Don Tracy might not have used that phrase exactly, but it’s the sentiment the Illinois Republican Party chairman expressed this week in Springfield. Echoing remarks sent to party members in September 2022 and March 2023, Tracy conceded the state’s Democrats have been much stronger at turning out voters in recent years, including by taking advantage of opportunities to vote at early polling locations or through the mail.
Each ballot counts the same no matter how it is cast, and Tracy has wisely pointed to successes elsewhere, like Virginia. The strategy there, he noted this spring, was implying acquisition of a mail-in ballot enhances voter peace-of-mind about ballot security.
The problem Tracy will encounter in selling the message in Illinois is the prominent Republicans on record opposing his logic. Among them are U.S. Rep. Mike Bost, R-Murphysboro, who in late July lost his federal lawsuit alleging Statehouse Democrats violated the Constitution when they expanded the window for counting mail-in ballots to up to two weeks after Election Day.
“It is mere conjecture that, if Congressman Bost does not spend the time and resources to confer with his staff and watch the results roll in, his risk of losing the election will increase,” wrote U.S. District Judge John Kness. “Under the letter of Illinois law, all votes must be cast by Election Day, so Congressman Bost’s electoral fate is sealed at midnight on Election Day, regardless of the resources he expends after the fact.”
Or consider Tracy himself, who even in the March message encouraging Republicans to vote by mail restated his “genuine concerns about how certain aspects of voting by mail undermine fair and honest elections.” The hill he seeks to climb is suggesting the system itself may be rigged while also pointing out an individual mailed ballot isn’t exposed to increased fraud compared to an in-person vote.

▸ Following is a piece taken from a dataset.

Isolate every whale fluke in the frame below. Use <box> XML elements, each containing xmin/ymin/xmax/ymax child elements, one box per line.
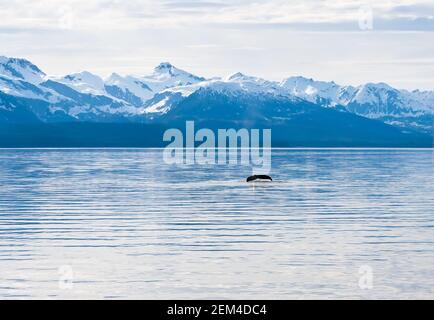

That might be a big ask, but the GOP could be on its way. Jerry Nowicki, of Capitol News Illinois, reported Tracy elicited “vote by mail” chants at his state fair appearance Thursday, telling the crowd the “party that votes for weeks and months will mathematically beat the party that only votes for one day.”
But that aspirational assessment is only true if there indeed are more Republican voters in Illinois than Democrats.
In November, the Democratic gubernatorial candidate won by roughly 514,000 votes. The margin in the attorney general race was about 445,000, for secretary of state it was around 437,000, the comptroller won by more than 655,000 and the treasurer by 439,000. The difference in the U.S. Senate campaign was more than 628,000.
Whether turnout efforts can close those gaps remains to be seen.